Last year was a banner year for ecommerce. According to comScore, online spending had topped 2012 by 13% in the third quarter. Not too shabby, right? While ecommerce giants like Amazon and Overstock.com continued their expected success and brick-and-mortar superstars like Walmart and Target experienced major online growth, the real winners—and the ones to watch for in the coming months—were the mom-and-pop online shops and etailers designed for a niche market.
The Clear Winner
With all the success stories floating around—small businesses, big businesses, new businesses, revived businesses—many people might overlook the clear winner for 2013: mobile commerce. Reports show ecommerce’s busiest weekend was Thanksgiving through Cyber Monday, which is no real surprise. What might raise an eyebrow or two is the fact that nearly one-third of the purchases made during those days were by mobile devices. In fact, mobile shopping has increased by nearly 60% since 2012.
Looking Forward to 2014
Reminiscing isn’t a bad thing, as long as you’re willing to learn from the past. Ecommerce companies without a significant mobile presence probably learned a great deal from their losses in 2013. In order to prepare for the coming year, companies should concentrate on the technology needed for mobile marketing and sales.
Perhaps the most important is responsive design for ecommerce websites. Creating a design that shoppers can actually understand and use will go a long way toward inspiring mobile purchases. The most important aspects of a great mobile design include easy-to-read text, images that clearly show the products, plenty of space around links for clicking, and filtering options to cut down on searching and scrolling. The easier you can make the process through your mobile design, the less likely your customers are to get discouraged.
To make mobile purchases even easier, you could employ a one-click checkout process, such as the one used by Amazon. If customers have to enter their information every time they make a purchase, they may decide the hassle isn’t worth the reward. With a one-click system, you may see your mobile sales skyrocket, as buyers drop in for impulse purchases.
Responsive design and one-click purchases can definitely boost your mobile sales, but if you’re willing to take your technology one step further, consider an app for smartphones and tablets. With an app, you could cover all your bases with one program. The app could keep safe the financial personal information for individual buyers, provide suggestions based on previous purchases, help buyers locate hard-to-find products, and many other possibilities. Of course, reminding people you have an app is just another part of the battle.
Soaring Social Purchasing
One aspect of your mobile marketing plan you simply can’t forget is social media. While conflicting reports state social media’s popularity all over the place, you simply can’t deny the numbers. Of purchases made through social media platforms, 35% of Twitter buyers bought all of the products on a mobile device, 19% of Pinterest users, and 17% of Facebook users.

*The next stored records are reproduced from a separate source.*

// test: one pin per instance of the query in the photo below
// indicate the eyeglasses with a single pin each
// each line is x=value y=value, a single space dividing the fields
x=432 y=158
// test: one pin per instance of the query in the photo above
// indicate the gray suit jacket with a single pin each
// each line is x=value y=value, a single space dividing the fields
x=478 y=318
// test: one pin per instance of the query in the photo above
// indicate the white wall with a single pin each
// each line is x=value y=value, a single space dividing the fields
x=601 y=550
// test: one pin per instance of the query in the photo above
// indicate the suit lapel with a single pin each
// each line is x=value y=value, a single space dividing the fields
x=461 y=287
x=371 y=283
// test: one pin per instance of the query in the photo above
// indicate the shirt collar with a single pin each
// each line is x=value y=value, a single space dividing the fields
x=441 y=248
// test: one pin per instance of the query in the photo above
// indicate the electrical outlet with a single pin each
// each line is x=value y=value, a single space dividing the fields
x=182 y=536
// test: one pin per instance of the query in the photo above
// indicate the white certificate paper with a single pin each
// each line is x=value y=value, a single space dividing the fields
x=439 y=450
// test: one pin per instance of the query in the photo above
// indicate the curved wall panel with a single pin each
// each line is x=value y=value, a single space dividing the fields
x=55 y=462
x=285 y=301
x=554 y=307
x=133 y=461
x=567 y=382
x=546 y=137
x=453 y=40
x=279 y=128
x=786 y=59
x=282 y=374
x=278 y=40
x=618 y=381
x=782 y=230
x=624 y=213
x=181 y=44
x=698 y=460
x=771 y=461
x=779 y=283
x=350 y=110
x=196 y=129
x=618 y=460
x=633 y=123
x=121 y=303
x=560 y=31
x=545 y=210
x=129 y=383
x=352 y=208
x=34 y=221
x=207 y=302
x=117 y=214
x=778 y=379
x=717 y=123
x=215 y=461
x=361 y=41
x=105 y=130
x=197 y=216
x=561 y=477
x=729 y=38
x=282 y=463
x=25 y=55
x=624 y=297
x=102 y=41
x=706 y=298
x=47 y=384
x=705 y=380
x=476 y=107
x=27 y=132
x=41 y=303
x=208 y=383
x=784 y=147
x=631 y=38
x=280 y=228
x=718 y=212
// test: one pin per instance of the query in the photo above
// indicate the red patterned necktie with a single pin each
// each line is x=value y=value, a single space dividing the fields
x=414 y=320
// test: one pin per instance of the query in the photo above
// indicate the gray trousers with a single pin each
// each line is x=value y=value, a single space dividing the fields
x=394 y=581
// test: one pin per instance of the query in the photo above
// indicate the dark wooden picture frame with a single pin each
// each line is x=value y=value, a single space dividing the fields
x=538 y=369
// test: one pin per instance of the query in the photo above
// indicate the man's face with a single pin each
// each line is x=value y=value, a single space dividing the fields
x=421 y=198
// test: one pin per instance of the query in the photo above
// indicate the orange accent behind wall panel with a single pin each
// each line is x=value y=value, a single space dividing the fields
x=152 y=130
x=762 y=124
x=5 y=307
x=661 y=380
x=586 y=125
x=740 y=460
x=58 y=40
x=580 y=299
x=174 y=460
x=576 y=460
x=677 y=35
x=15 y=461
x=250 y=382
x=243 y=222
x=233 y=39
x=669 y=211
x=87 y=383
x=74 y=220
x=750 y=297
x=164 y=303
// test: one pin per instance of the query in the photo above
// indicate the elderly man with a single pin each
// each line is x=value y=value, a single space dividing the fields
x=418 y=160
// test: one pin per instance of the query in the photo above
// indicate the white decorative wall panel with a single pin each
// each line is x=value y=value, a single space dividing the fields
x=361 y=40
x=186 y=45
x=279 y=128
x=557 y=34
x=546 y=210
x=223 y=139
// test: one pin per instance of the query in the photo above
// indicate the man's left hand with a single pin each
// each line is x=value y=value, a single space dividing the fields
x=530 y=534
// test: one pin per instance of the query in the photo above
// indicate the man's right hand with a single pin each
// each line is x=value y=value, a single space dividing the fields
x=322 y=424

If you’re not planning to use more social media marketing in the coming year, you could miss out. Be sure your marketing tactics include easy-click links to your website so buyers don’t get frustrated during the purchasing process.
Savvy social marketers are also discovering ways to use Snapchat and Instagram Direct for guerilla-style marketing. The latest update from Instagram allows users to send images and captions directly to individual users rather than posting to a public board. Snapchat, of course, allows the same thing, but those images disappear after a set time. If your company’s customers fit the demographic using these tools, start determining how you might take advantage of their popularity while it lasts.
It's a good tip in general, being responsive to customers, but modern responsive design focuses on how to create a user experience on your website that customizes itself to the screen resolution of whatever device a given customer is using. If a customer visits your store from a laptop, they'll see a normal configuration. If they visit from a mobile smartphone, they'll see a version of your ecommerce store that's compressed and rearranged so that the key shopping and product discovery elements are ideally organized for easy use.
With such a large - and rapidly growing - chunk of ecommerce revenue coming from mobile devices, you can't afford to make your customers squint and scroll and tap tiny buttons to get what they want.